Hi, I would like to know if there is some algorithm to solve the following problem, or maybe it is NP.

Given a bipartite graph of at most 200 nodes in each side, I need to color the minimum number of nodes so each node is colored or has a colored neighbor. The colored nodes could be in any side.

Thanks for your answers.

Your intuition is correct: see here

https://pdfs.semanticscholar.org/ffe1/b723a0cd0319e5ad326088163acf1eed3d9c.pdf

Thanks!

Doesn't König's theorem: https://en.wikipedia.org/wiki/K%C5%91nig%27s_theorem_(graph_theory)#Statement_of_the_theorem allow for a solution in P? Or am I missing something? What is the difference between vertex cover and this problem?

Dominating set and vertex cover are substantially different problems. If you take a path on 6 vertices then second and fifth vertex form dominating set, but they do not form vertex cover (because middle edge is not covered). You can also take triangle, DS=1 and VC=2 there.

Yeah, sorry. I forgot/misremembered the definition of vertex cover.

Isn't it the same problem as finding the minimum vertex cover of the graph? but on a bipartite graph?

Answering question from title: for every testcase our search space is compact (because it is fine it's), so answer is yes, there is an optimal solution for every testcase.

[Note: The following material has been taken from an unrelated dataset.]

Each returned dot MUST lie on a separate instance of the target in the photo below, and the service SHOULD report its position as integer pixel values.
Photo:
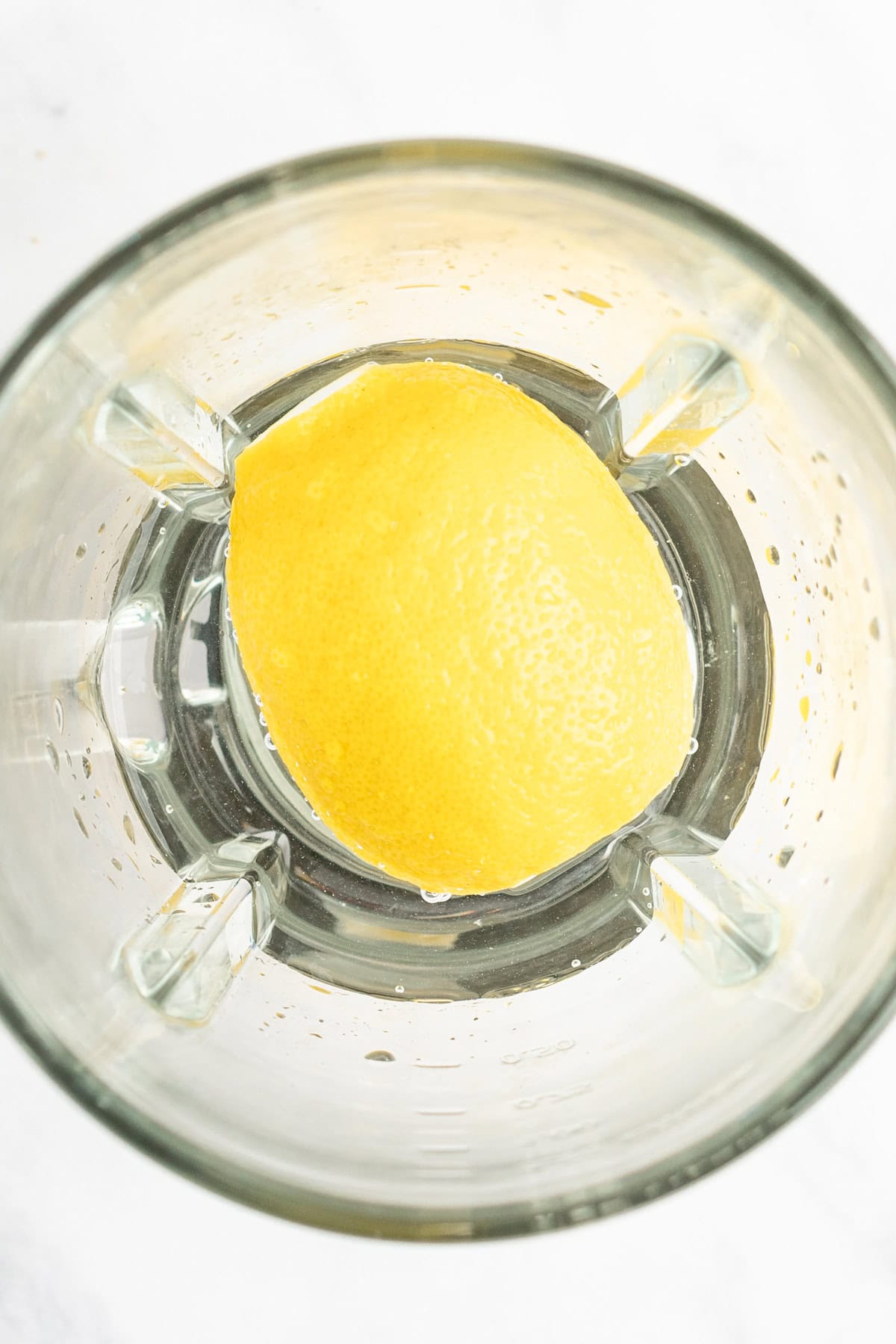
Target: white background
(783, 113)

And for this post to not be completely useless, if I'm not mistaken this problem is NP-complete. I will show a sketch why it is at least as hard as SET COVER. If we consider such problem as you stated but so that only vertices from one side need to be covered then it is exactly set cover. Coming back to original problem we can create one additional vertex on that side that needs to be covered and connect it to all vertices from second side. Maybe up to details, optimal solution takes that additional vertex and optimal set cover from second side.